In examining the patient it is especially important to avoid leading questions, as in general paralysis and in those conditions which simulate its early stage the mind is in a condition to readily fall into the train of thought suggested to it. The fact should be kept in mind, too, that the symptoms in early general paralysis are so variable as to be sometimes quite evident, and at other times not to be got at with certainty at all or only after long and patient examination; that they sometimes quite disappear under the influence of complete mental and bodily rest; and that in all stages, until near the end, such complete remissions may occur as to make the diagnosis, independent of the history of the case, difficult if not impossible.
A gentleman once committed an offence characteristic of general paralysis in marrying a pretty servant-girl while temporarily away from his home.
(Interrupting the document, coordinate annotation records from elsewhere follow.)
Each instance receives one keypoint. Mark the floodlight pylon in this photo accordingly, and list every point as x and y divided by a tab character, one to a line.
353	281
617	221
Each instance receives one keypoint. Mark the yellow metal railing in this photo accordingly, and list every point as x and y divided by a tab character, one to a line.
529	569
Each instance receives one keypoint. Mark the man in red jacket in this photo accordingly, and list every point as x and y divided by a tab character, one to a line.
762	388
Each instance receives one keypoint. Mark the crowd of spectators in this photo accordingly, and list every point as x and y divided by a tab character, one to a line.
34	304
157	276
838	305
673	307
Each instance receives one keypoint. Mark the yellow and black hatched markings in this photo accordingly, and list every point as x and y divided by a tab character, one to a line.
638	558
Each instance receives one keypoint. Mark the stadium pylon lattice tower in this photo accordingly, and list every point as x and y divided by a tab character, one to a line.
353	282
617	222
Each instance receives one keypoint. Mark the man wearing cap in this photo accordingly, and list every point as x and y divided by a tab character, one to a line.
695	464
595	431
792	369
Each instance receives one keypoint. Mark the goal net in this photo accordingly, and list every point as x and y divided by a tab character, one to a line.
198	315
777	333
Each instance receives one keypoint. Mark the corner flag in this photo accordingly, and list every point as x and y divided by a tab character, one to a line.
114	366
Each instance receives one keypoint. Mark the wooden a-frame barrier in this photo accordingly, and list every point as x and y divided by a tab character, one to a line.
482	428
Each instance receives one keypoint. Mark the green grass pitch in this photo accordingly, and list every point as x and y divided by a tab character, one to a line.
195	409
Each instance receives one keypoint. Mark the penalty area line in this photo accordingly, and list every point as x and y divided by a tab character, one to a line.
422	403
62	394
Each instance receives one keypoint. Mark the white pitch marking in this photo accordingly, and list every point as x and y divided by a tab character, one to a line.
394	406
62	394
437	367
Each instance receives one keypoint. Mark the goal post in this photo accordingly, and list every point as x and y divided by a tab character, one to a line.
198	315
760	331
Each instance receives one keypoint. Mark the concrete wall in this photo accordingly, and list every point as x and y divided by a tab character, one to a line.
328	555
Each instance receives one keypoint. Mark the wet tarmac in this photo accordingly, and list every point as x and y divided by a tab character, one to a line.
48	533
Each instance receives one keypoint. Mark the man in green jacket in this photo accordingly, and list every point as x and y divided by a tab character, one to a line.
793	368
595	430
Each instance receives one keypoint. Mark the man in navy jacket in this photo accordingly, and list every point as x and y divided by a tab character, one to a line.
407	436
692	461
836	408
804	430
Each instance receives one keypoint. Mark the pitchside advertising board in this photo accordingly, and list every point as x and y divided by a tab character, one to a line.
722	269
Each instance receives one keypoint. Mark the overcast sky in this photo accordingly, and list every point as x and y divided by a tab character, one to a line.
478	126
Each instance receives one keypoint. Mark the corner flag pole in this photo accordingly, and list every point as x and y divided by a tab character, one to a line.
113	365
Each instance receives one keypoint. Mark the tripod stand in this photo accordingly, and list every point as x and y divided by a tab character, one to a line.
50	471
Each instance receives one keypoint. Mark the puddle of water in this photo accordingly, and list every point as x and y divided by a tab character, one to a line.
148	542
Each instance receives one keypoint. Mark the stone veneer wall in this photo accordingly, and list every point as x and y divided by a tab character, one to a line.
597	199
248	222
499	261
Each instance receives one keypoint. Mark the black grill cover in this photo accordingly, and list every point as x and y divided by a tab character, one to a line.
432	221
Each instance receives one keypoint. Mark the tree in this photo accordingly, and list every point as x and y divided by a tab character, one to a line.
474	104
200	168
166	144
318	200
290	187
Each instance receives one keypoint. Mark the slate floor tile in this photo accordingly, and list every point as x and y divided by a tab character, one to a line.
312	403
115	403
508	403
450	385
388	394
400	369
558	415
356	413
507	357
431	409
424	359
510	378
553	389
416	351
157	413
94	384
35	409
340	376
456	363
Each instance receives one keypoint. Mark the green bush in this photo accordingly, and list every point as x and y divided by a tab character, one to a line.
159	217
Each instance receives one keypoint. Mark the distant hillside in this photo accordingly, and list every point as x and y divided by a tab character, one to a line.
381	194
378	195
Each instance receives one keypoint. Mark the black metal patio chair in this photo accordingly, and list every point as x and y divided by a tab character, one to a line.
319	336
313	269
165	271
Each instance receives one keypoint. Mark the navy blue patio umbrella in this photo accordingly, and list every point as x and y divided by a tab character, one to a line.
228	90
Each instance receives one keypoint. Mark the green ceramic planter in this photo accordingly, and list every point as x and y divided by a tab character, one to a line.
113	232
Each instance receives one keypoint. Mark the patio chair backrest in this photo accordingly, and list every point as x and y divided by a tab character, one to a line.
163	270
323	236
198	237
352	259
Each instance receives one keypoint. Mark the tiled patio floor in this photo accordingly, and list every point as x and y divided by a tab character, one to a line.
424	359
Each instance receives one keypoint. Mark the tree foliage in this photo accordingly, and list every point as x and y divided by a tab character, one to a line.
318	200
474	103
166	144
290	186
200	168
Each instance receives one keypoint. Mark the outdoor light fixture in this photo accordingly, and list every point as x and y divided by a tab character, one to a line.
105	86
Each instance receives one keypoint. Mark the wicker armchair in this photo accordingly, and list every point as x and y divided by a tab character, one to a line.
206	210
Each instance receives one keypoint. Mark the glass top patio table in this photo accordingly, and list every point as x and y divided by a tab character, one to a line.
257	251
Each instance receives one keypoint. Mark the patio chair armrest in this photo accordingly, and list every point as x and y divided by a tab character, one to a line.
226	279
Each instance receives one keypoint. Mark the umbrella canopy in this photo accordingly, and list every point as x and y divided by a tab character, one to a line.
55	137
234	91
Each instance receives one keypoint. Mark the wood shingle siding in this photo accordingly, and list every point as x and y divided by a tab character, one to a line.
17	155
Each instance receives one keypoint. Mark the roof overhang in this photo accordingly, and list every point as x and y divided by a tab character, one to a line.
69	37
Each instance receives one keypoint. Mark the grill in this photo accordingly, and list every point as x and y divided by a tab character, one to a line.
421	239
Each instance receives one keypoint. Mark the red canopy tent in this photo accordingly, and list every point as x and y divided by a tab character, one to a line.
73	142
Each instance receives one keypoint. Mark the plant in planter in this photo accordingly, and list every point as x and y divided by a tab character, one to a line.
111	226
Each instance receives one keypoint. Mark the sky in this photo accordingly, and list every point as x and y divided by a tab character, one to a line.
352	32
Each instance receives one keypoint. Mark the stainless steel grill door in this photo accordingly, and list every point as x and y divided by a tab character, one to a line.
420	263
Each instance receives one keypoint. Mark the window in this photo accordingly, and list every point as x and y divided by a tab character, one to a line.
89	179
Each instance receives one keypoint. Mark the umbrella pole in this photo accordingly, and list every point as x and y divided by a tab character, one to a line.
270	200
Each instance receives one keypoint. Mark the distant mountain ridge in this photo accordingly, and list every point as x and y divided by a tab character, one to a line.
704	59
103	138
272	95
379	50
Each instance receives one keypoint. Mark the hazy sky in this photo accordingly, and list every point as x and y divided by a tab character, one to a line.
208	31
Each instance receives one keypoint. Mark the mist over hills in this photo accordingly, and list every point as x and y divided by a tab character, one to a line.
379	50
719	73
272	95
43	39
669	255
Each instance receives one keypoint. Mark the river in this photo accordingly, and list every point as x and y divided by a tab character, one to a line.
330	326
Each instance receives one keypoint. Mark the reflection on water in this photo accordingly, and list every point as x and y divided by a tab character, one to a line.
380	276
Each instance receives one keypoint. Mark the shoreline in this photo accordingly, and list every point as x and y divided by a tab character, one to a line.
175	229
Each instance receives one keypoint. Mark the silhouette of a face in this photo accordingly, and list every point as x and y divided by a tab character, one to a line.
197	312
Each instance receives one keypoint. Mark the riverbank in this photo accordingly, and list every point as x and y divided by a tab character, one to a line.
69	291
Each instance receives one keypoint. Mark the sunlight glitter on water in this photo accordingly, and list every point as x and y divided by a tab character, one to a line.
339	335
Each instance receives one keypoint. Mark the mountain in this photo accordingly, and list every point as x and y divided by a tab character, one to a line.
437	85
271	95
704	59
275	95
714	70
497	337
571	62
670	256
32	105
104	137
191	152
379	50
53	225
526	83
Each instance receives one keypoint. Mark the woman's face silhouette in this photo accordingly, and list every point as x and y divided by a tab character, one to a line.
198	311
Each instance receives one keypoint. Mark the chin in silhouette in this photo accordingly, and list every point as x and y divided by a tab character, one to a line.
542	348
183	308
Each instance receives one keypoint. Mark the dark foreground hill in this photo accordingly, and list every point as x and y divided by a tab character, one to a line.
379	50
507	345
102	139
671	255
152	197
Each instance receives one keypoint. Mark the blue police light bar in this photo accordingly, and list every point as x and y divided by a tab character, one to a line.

His wife, daughters, and friends saw that the act was so contrary to his natural character that he was placed in an insane asylum and kept there several weeks under observation for an opinion as to his responsibility. He appeared so well in the absolute quiet and rest that he was declared sane, tried, and sentenced to the State prison, where he showed his marked mental impairment as soon as he was set to work. He could not concentrate his mind sufficiently for the simplest labor, and a couple of years later he was sent to the insane asylum to die, a complete mental and physical wreck, in the late stage of general paralysis.